In Texas, he and Joyce taught impoverished Mexican-American children to speak English and worked at a maternity hospital in an area with one of the highest infant mortality rates in the country.
Joyce said immigrant women couldn’t go to hospitals, so they often had their babies out in the fields or in the back of trucks.
It was inside the maternity hospital where the couple had their first daughter.
After two years in Texas, the family moved back to Indiana, where Osborne worked as an administrator with the Voluntary Service in Elkhart.
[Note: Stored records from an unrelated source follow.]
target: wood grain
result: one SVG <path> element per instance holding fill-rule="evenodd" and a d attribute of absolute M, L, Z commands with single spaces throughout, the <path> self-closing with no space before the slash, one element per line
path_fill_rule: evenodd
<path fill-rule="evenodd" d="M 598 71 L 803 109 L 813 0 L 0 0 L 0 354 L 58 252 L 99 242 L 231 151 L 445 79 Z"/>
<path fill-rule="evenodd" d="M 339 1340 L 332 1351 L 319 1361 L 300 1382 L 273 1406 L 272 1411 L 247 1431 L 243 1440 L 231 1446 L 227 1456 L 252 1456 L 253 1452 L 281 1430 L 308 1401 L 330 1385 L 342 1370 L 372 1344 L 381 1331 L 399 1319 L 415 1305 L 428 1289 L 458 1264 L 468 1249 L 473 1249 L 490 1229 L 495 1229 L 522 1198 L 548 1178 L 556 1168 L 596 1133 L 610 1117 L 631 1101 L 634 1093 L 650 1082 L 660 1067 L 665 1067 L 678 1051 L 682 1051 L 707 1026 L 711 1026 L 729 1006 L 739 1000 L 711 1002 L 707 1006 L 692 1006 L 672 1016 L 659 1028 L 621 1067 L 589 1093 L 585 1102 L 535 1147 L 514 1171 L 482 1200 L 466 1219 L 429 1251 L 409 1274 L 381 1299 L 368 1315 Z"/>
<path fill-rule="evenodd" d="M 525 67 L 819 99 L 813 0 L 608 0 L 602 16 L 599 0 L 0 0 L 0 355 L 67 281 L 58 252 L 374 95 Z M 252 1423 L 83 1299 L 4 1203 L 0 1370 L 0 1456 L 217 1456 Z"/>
His first pastoral job ended up being on the other side of the country in Lebanon, Ore. He served there for 11 years, then moved to Kansas to work as a Mennonite conference minister — a kind of public relations executive for churches all over the region.
“Those were all good years,” Osborne recalled.
From the plains of mid-America, the family crossed the border into Ontario, Canada, for his next pastoral stint.
“That was kind of a peculiar move, because the government of Canada was a little skeptical of anyone coming up there and taking a job,” he said. “The leadership committee of the church had to assure the government that they had investigated the job and made sure there wasn’t a suitable candidate from Canada.”
The family lived in London, Ontario, for more than five years, and Osborne said they were happy there.
Then it was down to Illinois for another pastoral job in 1987, and out to Charlottesville, Va., in 1994.
Osborne retired from the ministry in 1999, and he and Joyce moved from the city to the mountains near Harrisonburg, Va.
About every two years, Osborne said, he makes it back to Miami County for family reunions or other events. On this most recent trip,he made a point to stop by the coroner’s office in the courthouse to find information on his grandmother, who died in the county.
He didn’t have any luck, he said.
“We love coming back here,” he said. “But it sure is flat compared to the mountains in Virginia.”